Study on the effect of turbulent jet combustion chamber on combustion characteristics at different ammonia energy ratio and optimization of an ammonia-diesel dual-fuel engine

Abstract

In order to investigate the impact of turbulent jet combustion chamber (TJCC) on the combustion and emission characteristics of an ammonia-diesel dual-fuel (ADDF) engine and optimize the injection strategy of TJCC to achieve efficient and clean combustion at high ammonia energy ratio (AER), this paper established a three-dimensional simulation model. The findings demonstrated that raising the AER from 50% to 90% under heavy load conditions resulted in an increase in ITEg from 47.3% to 50.6% due to more uniform fuel distribution in the cylinder. Additionally, there was a significant reduction of over 70% in greenhouse gas (GHG) emissions, along with a decrease in the amount of diesel. The turbulent jet from TJCC caused the turbulence kinetic energy to rise in both intensity and range, which improved the mixing rate of diesel-ammonia-air and the flame propagation.
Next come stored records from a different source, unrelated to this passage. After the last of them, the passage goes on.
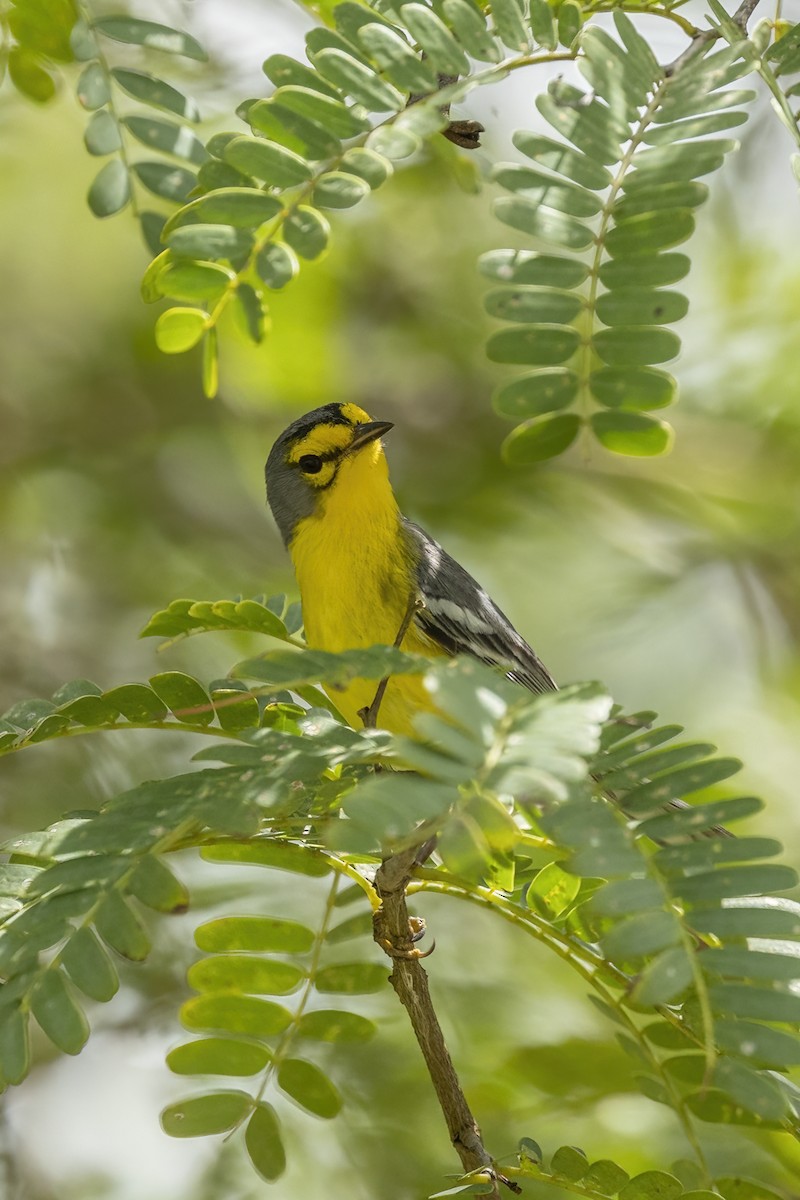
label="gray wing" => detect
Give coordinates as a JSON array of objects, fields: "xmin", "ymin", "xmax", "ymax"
[{"xmin": 402, "ymin": 519, "xmax": 557, "ymax": 696}]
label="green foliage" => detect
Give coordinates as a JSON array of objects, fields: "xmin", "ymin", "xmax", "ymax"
[
  {"xmin": 4, "ymin": 1, "xmax": 800, "ymax": 1195},
  {"xmin": 63, "ymin": 7, "xmax": 207, "ymax": 250},
  {"xmin": 3, "ymin": 618, "xmax": 800, "ymax": 1188},
  {"xmin": 487, "ymin": 17, "xmax": 753, "ymax": 461}
]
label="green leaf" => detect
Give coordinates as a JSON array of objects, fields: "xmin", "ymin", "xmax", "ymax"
[
  {"xmin": 479, "ymin": 250, "xmax": 589, "ymax": 288},
  {"xmin": 157, "ymin": 261, "xmax": 233, "ymax": 304},
  {"xmin": 677, "ymin": 864, "xmax": 798, "ymax": 904},
  {"xmin": 599, "ymin": 254, "xmax": 690, "ymax": 290},
  {"xmin": 537, "ymin": 92, "xmax": 622, "ymax": 165},
  {"xmin": 283, "ymin": 205, "xmax": 330, "ymax": 260},
  {"xmin": 606, "ymin": 211, "xmax": 695, "ymax": 257},
  {"xmin": 557, "ymin": 0, "xmax": 582, "ymax": 49},
  {"xmin": 197, "ymin": 160, "xmax": 253, "ymax": 191},
  {"xmin": 602, "ymin": 911, "xmax": 681, "ymax": 960},
  {"xmin": 491, "ymin": 0, "xmax": 529, "ymax": 51},
  {"xmin": 341, "ymin": 147, "xmax": 392, "ymax": 189},
  {"xmin": 631, "ymin": 140, "xmax": 737, "ymax": 182},
  {"xmin": 528, "ymin": 863, "xmax": 581, "ymax": 918},
  {"xmin": 8, "ymin": 47, "xmax": 56, "ymax": 103},
  {"xmin": 202, "ymin": 329, "xmax": 218, "ymax": 399},
  {"xmin": 590, "ymin": 367, "xmax": 676, "ymax": 410},
  {"xmin": 314, "ymin": 171, "xmax": 370, "ymax": 209},
  {"xmin": 134, "ymin": 162, "xmax": 196, "ymax": 204},
  {"xmin": 148, "ymin": 671, "xmax": 214, "ymax": 723},
  {"xmin": 95, "ymin": 891, "xmax": 151, "ymax": 960},
  {"xmin": 313, "ymin": 47, "xmax": 403, "ymax": 111},
  {"xmin": 654, "ymin": 836, "xmax": 782, "ymax": 874},
  {"xmin": 442, "ymin": 0, "xmax": 501, "ymax": 62},
  {"xmin": 358, "ymin": 22, "xmax": 438, "ymax": 91},
  {"xmin": 77, "ymin": 62, "xmax": 110, "ymax": 110},
  {"xmin": 87, "ymin": 159, "xmax": 130, "ymax": 218},
  {"xmin": 619, "ymin": 1172, "xmax": 682, "ymax": 1200},
  {"xmin": 123, "ymin": 116, "xmax": 208, "ymax": 164},
  {"xmin": 161, "ymin": 1090, "xmax": 252, "ymax": 1137},
  {"xmin": 250, "ymin": 98, "xmax": 342, "ymax": 159},
  {"xmin": 551, "ymin": 1145, "xmax": 589, "ymax": 1180},
  {"xmin": 528, "ymin": 0, "xmax": 556, "ymax": 49},
  {"xmin": 593, "ymin": 328, "xmax": 680, "ymax": 367},
  {"xmin": 165, "ymin": 188, "xmax": 282, "ymax": 233},
  {"xmin": 713, "ymin": 1058, "xmax": 790, "ymax": 1122},
  {"xmin": 494, "ymin": 196, "xmax": 594, "ymax": 250},
  {"xmin": 166, "ymin": 223, "xmax": 254, "ymax": 260},
  {"xmin": 487, "ymin": 325, "xmax": 581, "ymax": 365},
  {"xmin": 246, "ymin": 1103, "xmax": 286, "ymax": 1181},
  {"xmin": 326, "ymin": 911, "xmax": 374, "ymax": 942},
  {"xmin": 202, "ymin": 841, "xmax": 331, "ymax": 876},
  {"xmin": 613, "ymin": 181, "xmax": 709, "ymax": 221},
  {"xmin": 637, "ymin": 795, "xmax": 762, "ymax": 842},
  {"xmin": 103, "ymin": 683, "xmax": 169, "ymax": 722},
  {"xmin": 155, "ymin": 308, "xmax": 207, "ymax": 354},
  {"xmin": 493, "ymin": 368, "xmax": 579, "ymax": 418},
  {"xmin": 592, "ymin": 878, "xmax": 661, "ymax": 916},
  {"xmin": 714, "ymin": 1181, "xmax": 785, "ymax": 1200},
  {"xmin": 714, "ymin": 1019, "xmax": 800, "ymax": 1067},
  {"xmin": 273, "ymin": 84, "xmax": 371, "ymax": 138},
  {"xmin": 233, "ymin": 284, "xmax": 268, "ymax": 345},
  {"xmin": 223, "ymin": 136, "xmax": 312, "ymax": 187},
  {"xmin": 493, "ymin": 163, "xmax": 602, "ymax": 218},
  {"xmin": 485, "ymin": 287, "xmax": 584, "ymax": 325},
  {"xmin": 232, "ymin": 644, "xmax": 426, "ymax": 689},
  {"xmin": 296, "ymin": 1010, "xmax": 377, "ymax": 1043},
  {"xmin": 129, "ymin": 855, "xmax": 189, "ymax": 913},
  {"xmin": 277, "ymin": 1057, "xmax": 342, "ymax": 1118},
  {"xmin": 501, "ymin": 413, "xmax": 581, "ymax": 464},
  {"xmin": 631, "ymin": 946, "xmax": 693, "ymax": 1006},
  {"xmin": 0, "ymin": 1008, "xmax": 30, "ymax": 1084},
  {"xmin": 256, "ymin": 242, "xmax": 299, "ymax": 290},
  {"xmin": 111, "ymin": 68, "xmax": 199, "ymax": 121},
  {"xmin": 709, "ymin": 983, "xmax": 800, "ymax": 1023},
  {"xmin": 366, "ymin": 124, "xmax": 421, "ymax": 160},
  {"xmin": 167, "ymin": 1037, "xmax": 271, "ymax": 1076},
  {"xmin": 690, "ymin": 899, "xmax": 800, "ymax": 940},
  {"xmin": 591, "ymin": 411, "xmax": 674, "ymax": 457},
  {"xmin": 188, "ymin": 956, "xmax": 304, "ymax": 996},
  {"xmin": 84, "ymin": 109, "xmax": 121, "ymax": 156},
  {"xmin": 181, "ymin": 994, "xmax": 293, "ymax": 1036},
  {"xmin": 315, "ymin": 962, "xmax": 387, "ymax": 993},
  {"xmin": 400, "ymin": 4, "xmax": 470, "ymax": 73},
  {"xmin": 93, "ymin": 17, "xmax": 207, "ymax": 61},
  {"xmin": 30, "ymin": 970, "xmax": 89, "ymax": 1054},
  {"xmin": 61, "ymin": 927, "xmax": 119, "ymax": 1001},
  {"xmin": 584, "ymin": 1159, "xmax": 631, "ymax": 1193},
  {"xmin": 596, "ymin": 289, "xmax": 688, "ymax": 328},
  {"xmin": 195, "ymin": 915, "xmax": 315, "ymax": 954},
  {"xmin": 512, "ymin": 133, "xmax": 613, "ymax": 191},
  {"xmin": 263, "ymin": 53, "xmax": 341, "ymax": 100}
]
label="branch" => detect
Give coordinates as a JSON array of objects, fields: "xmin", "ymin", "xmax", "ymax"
[
  {"xmin": 665, "ymin": 0, "xmax": 764, "ymax": 75},
  {"xmin": 373, "ymin": 848, "xmax": 521, "ymax": 1199}
]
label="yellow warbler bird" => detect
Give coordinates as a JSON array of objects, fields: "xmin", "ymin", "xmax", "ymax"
[{"xmin": 265, "ymin": 402, "xmax": 555, "ymax": 734}]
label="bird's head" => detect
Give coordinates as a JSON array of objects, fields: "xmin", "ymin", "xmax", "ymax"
[{"xmin": 265, "ymin": 402, "xmax": 394, "ymax": 546}]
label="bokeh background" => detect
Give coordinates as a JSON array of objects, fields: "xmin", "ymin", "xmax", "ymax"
[{"xmin": 2, "ymin": 0, "xmax": 800, "ymax": 1196}]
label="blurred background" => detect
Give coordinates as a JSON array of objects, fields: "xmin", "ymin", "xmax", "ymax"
[{"xmin": 2, "ymin": 0, "xmax": 800, "ymax": 1196}]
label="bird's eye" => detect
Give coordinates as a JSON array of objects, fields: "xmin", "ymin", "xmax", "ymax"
[{"xmin": 298, "ymin": 454, "xmax": 323, "ymax": 474}]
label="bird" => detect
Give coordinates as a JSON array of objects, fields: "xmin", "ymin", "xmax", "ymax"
[{"xmin": 265, "ymin": 401, "xmax": 556, "ymax": 737}]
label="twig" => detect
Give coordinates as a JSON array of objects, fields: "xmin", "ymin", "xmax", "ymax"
[
  {"xmin": 665, "ymin": 0, "xmax": 764, "ymax": 74},
  {"xmin": 373, "ymin": 848, "xmax": 521, "ymax": 1198},
  {"xmin": 358, "ymin": 593, "xmax": 425, "ymax": 730}
]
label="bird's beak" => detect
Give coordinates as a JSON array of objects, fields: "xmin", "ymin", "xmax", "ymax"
[{"xmin": 349, "ymin": 420, "xmax": 394, "ymax": 451}]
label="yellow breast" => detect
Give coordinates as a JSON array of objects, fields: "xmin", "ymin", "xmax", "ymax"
[{"xmin": 289, "ymin": 442, "xmax": 446, "ymax": 735}]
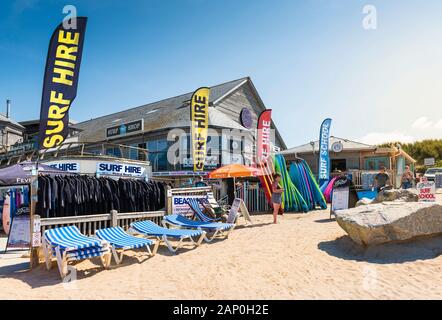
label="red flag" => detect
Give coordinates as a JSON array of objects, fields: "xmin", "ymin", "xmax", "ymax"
[{"xmin": 256, "ymin": 109, "xmax": 272, "ymax": 162}]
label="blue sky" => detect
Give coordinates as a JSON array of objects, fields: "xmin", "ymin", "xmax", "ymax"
[{"xmin": 1, "ymin": 0, "xmax": 442, "ymax": 147}]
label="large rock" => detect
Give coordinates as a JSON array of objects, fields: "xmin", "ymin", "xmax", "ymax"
[
  {"xmin": 373, "ymin": 189, "xmax": 418, "ymax": 203},
  {"xmin": 336, "ymin": 202, "xmax": 442, "ymax": 246}
]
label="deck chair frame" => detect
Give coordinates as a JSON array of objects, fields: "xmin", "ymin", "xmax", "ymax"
[
  {"xmin": 162, "ymin": 218, "xmax": 235, "ymax": 243},
  {"xmin": 42, "ymin": 235, "xmax": 111, "ymax": 279},
  {"xmin": 109, "ymin": 240, "xmax": 160, "ymax": 265},
  {"xmin": 128, "ymin": 227, "xmax": 206, "ymax": 254}
]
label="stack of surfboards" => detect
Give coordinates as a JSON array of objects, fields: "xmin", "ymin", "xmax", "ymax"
[
  {"xmin": 258, "ymin": 154, "xmax": 327, "ymax": 212},
  {"xmin": 289, "ymin": 160, "xmax": 327, "ymax": 210}
]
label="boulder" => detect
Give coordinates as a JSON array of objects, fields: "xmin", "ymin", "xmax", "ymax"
[
  {"xmin": 335, "ymin": 202, "xmax": 442, "ymax": 246},
  {"xmin": 356, "ymin": 198, "xmax": 373, "ymax": 207},
  {"xmin": 373, "ymin": 189, "xmax": 418, "ymax": 203}
]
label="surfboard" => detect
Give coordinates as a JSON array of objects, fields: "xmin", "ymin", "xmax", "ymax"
[{"xmin": 2, "ymin": 195, "xmax": 11, "ymax": 235}]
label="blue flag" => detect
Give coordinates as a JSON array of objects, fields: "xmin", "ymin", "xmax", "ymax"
[{"xmin": 318, "ymin": 118, "xmax": 332, "ymax": 184}]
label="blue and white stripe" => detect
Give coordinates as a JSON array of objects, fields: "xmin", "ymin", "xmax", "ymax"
[
  {"xmin": 131, "ymin": 220, "xmax": 204, "ymax": 238},
  {"xmin": 186, "ymin": 198, "xmax": 218, "ymax": 223},
  {"xmin": 45, "ymin": 226, "xmax": 106, "ymax": 251},
  {"xmin": 96, "ymin": 227, "xmax": 154, "ymax": 250},
  {"xmin": 165, "ymin": 214, "xmax": 234, "ymax": 231}
]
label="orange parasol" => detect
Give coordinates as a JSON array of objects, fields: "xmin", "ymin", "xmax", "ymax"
[{"xmin": 208, "ymin": 164, "xmax": 261, "ymax": 179}]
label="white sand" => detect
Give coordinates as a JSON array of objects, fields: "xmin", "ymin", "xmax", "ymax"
[{"xmin": 0, "ymin": 210, "xmax": 441, "ymax": 299}]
The ITEg increased by 3.3%, 2%, and 0.7%, respectively, under the impact of the turbulent jet when AER was 50%, 70%, and 90%, respectively, compared to not injecting diesel in the TJCC. Finally, the ITEg reached 51.9% and unburned NH3, NO, and NO2 emissions were significantly reduced when AER was 90% and 10 mg of diesel was injected at 4°CA ATDC in the TJCC.